I feel I should maybe explain to less-experienced weavers, that in my original pdf draft, where the lift sequence is shown in the 4 columns directly below the tie up, if woven as shown the images will be upside down! With my limited computer skills it was almost impossible to represent the woven cloth alongside a meaningful weaving draft! It may make more sense if the weaver starts at bottom right of the lift/treadling sequence and looks at the sequence as a block of 4 lifts in which each block starts with lift 1, then 2, then 4 then 3. In other words, lifts are 2,3,4 then 1,3,4 then 1,2,3 and finally 1,2,4. This block of 4 picks is woven 3 times to square the image. The weaver then moves up four squares to the next block of 4 lifts and works their way down through these and so on for the rest of the design. The lift sequence remains the same throughout! What changes is the weft colour order.
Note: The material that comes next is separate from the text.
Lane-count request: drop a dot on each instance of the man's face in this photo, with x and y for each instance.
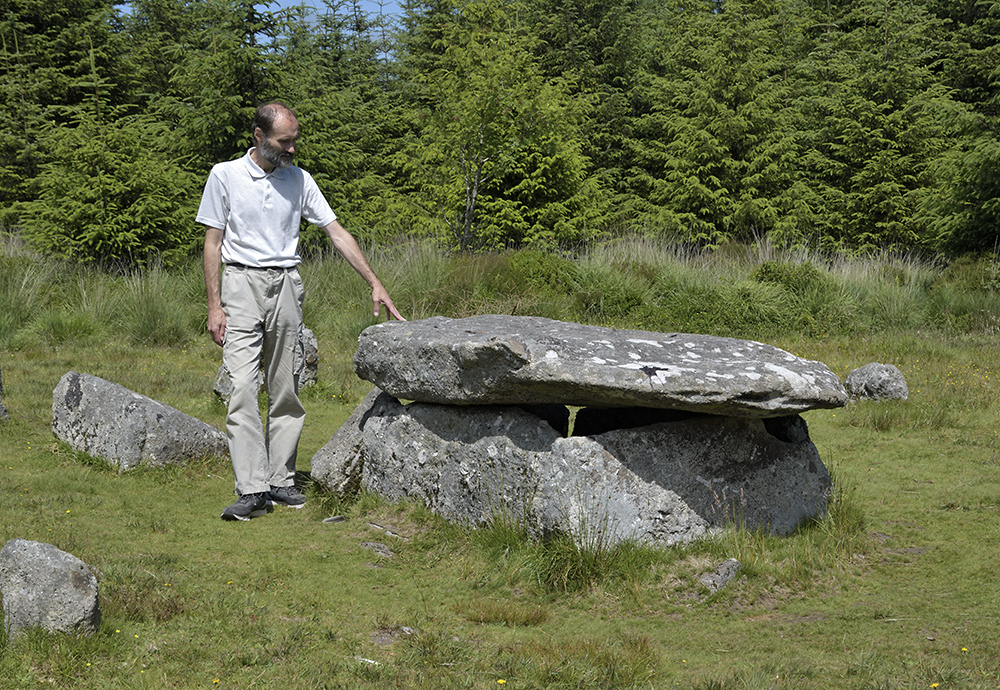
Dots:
(278, 149)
The appropriate weft colour for each pick in the block is shown in the narrow vertical column to the right of the lift sequence. For example, in the first block, which weaves the pastors’ legs, the first pick (raise shafts 2,3 and 4) is in blue, the second (1,3 and 4) is in green, the third (1,2 and 3) is in green and finally pick 4 (1,2 and 4) is in blue. Three repeats of this sequence weaves “to square” and to make the legs longer the weaver can repeat these blocks as many times as they wish before moving onto the next block, in which the colour sequence is blue, green, blue, blue. This has the effect of joining the legs together to make the bottom half of the body, and so on!
I hope this helps and does not confuse people! Weavers please feel free to email me at firstname.lastname@example.org for any clarification.
I will be teaching this subject (with slight variations) at the Association of Guilds Summer School in York in August 2019.
Apologies for the horrendously long and wordy comment!